The sports clothing and footwear company Adidas has recently been publicising its decision to build a new factory in Germany making running shoes. The 4,600 sq m “SPEEDFACTORY” facility in the Bavarian town of Ansbach is characterised by a high degree of automation. Outsourced to specialist engineering manufacturer, Oechsler Motion GmbH, it is scheduled to open in 2017 to be followed some time later by a factory in the US, with the long-term vision being such factories in all “major markets”. The projected output volume appears modest, at a few million shoes a year for a company making around 300m pairs a year.
Of course highly automated assembly plants are not new, but clothing manufacturers have been slow in adopting the technology. Aside from the ease with which shoe and clothing production can be moved to very cheap locations in Asia and elsewhere, making shoes with robots has up until now been tricky. Handling thin materials was difficult for machines, but now greater dexterity is underpinned by greater digital processing power.

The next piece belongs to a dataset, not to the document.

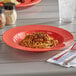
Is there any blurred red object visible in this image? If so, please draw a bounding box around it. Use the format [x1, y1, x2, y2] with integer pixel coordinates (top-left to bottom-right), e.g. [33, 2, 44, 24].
[17, 0, 25, 3]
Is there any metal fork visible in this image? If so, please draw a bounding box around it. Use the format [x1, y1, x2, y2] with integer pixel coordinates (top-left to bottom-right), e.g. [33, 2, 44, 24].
[47, 43, 76, 66]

A further major problem in managing highly automated plants in the clothing sector is its volatility of demand, making consistently high utilisation of fixed assets difficult. This might raise the question why Adidas is embarking on such a project. Possibly the increasing cost of production in China may have prompted the company to start exploring its options for a future when low cost locations are not so plentiful, although there are still numerous alternatives to China in places such as Bangladesh or South East Asia.

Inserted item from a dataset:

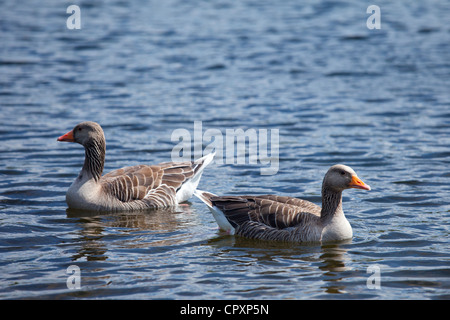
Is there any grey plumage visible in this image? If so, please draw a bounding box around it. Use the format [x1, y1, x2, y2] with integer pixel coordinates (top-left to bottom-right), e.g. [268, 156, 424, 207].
[195, 165, 370, 242]
[58, 121, 214, 211]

Superficially the main implication of such production facilities for logistics service providers is their location in developed markets. If such capabilities become attractive in the medium term it may have some implications for the pattern of freight transport demand, with staple products such as mass-produced shoes and clothing no longer sourced almost exclusively out of East Asia.
More profoundly, it illustrates that the nature of production is changing, with high levels of automation spreading into new areas of the economy. This will result in a demand for new types of logistics services, possibly pivoting around inventory management. Highly automated assembly facilities are less flexible and harder to schedule than those running on low-cost labour and therefore they demand more responsive logistics management. The implication is that that the demands from the clothing sector for more sophisticated logistics management systems may increase.